York College named NAIA Champions of Character Institution


York College was recently selected as a 2010-2011 Five Star Champions of Character Institution by the National Association of Intercollegiate Athletics

The NAIA Champions of Character program seeks to create a campus environment in which every NAIA student-athlete, coach, official and spectator is committed to the true spirit of competition through the five core values: integrity, respect, responsibility, sportsmanship, and servant leadership.

The group’s mission is to change the culture of sport, replacing the current cycle of cheating, trash talking, taunting and out of control behaviors found in today’s sports culture with positive traits.

To that end, the NAIA is recognizing athletic programs, such as the one at YC, that intentionally teach character along with athletic excellence.

This aligns perfectly with the mission of York College, says Athletic Director Jared Stark, who noted that YC was recognized for 2009-2010 as well. “Service is crucial to our mission. One of the core components of the Champions of Character program is servant leadership. This program directly supports our mission of equipping students to serve.”

The organization recognized 221 colleges and universities nationwide with this distinction in 2010-2011. Institutions were measured based on a demonstrated commitment to Champions of Character tenets and earned points in each of the following categories: character training, conduct in competition, academic focus, character recognition, and character promotion.

Stark says York College earned points for the numerous service projects athletes have been involved in, such as a recent 5K fundraiser hosted by the women’s cross country team for the non-profit Tiny Hands International, and annual projects such as Panthers vs.
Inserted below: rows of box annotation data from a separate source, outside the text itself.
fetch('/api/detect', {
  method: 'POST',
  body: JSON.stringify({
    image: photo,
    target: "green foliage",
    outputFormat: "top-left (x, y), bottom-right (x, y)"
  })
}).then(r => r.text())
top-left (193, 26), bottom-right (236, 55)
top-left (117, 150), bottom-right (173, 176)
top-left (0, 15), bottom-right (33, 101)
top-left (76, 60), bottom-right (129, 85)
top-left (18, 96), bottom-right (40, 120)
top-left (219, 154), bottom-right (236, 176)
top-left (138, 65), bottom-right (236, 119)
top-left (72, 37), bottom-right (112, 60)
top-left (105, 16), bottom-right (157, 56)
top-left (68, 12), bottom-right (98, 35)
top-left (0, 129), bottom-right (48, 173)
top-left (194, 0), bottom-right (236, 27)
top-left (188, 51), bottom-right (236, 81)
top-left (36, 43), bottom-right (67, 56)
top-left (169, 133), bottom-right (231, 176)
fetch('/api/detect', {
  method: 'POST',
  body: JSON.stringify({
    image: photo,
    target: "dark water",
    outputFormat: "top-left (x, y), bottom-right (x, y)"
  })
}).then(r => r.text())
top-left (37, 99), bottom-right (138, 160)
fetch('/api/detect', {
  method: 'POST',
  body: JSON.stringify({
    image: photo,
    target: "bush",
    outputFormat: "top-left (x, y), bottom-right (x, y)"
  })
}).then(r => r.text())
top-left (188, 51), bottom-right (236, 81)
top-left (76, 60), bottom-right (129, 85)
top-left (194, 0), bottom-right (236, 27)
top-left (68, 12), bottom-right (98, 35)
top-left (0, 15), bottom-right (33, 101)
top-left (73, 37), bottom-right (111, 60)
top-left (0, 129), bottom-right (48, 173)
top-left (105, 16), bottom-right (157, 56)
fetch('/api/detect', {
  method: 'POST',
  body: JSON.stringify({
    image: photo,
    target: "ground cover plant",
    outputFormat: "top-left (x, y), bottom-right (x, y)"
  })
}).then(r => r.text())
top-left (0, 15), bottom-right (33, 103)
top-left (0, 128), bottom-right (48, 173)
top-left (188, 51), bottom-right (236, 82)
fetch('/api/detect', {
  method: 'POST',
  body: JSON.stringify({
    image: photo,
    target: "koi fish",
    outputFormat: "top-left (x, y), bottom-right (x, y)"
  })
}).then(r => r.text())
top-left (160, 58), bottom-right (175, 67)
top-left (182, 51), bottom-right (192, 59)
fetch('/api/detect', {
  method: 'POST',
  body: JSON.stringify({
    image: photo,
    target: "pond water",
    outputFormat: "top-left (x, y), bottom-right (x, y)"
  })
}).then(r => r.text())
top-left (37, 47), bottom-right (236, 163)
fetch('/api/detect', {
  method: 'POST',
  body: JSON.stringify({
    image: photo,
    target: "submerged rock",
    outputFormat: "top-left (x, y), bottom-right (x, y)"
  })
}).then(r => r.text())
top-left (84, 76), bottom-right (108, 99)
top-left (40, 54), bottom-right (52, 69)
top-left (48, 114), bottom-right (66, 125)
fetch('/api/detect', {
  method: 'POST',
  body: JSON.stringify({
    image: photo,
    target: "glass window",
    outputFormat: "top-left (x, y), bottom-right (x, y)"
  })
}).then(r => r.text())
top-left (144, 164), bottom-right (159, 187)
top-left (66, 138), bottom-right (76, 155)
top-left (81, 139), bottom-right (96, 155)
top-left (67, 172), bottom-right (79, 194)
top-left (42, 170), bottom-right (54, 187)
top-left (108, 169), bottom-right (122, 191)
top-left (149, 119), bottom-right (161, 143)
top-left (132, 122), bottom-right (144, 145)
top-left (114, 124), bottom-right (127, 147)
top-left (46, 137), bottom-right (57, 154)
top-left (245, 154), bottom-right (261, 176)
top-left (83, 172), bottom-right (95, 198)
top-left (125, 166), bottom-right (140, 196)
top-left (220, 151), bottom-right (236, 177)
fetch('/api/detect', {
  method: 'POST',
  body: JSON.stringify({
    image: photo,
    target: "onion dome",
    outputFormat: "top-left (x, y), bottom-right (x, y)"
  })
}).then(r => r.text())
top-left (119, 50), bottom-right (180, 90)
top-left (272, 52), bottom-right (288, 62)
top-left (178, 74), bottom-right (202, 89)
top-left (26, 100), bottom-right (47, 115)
Cancer, which supports local families affected by the disease.

Panther fans in pink during the Lady Panther's Play for the Cure game
Panther fans turned out in pink during the Lady Panthers Volleyball team's Play for the Cure game in October 2011.

York College also received points for its student-athletes’ cumulative grade point average, which is higher than the general student population.

“In today’s complex college athletic environments – where success is sometimes only measured by wins and losses – strengthening effective athletic departments and leadership is key to advancing character-driven intercollegiate athletics,” said Kristin Gillette, NAIA director of the Champions of Character program. “The scorecard supports and recognizes member institutions and conferences using sport as a vehicle to teach life lessons. No doubt this is a point of differentiation in college athletics and making a huge impact on our 60,000 student-athletes.”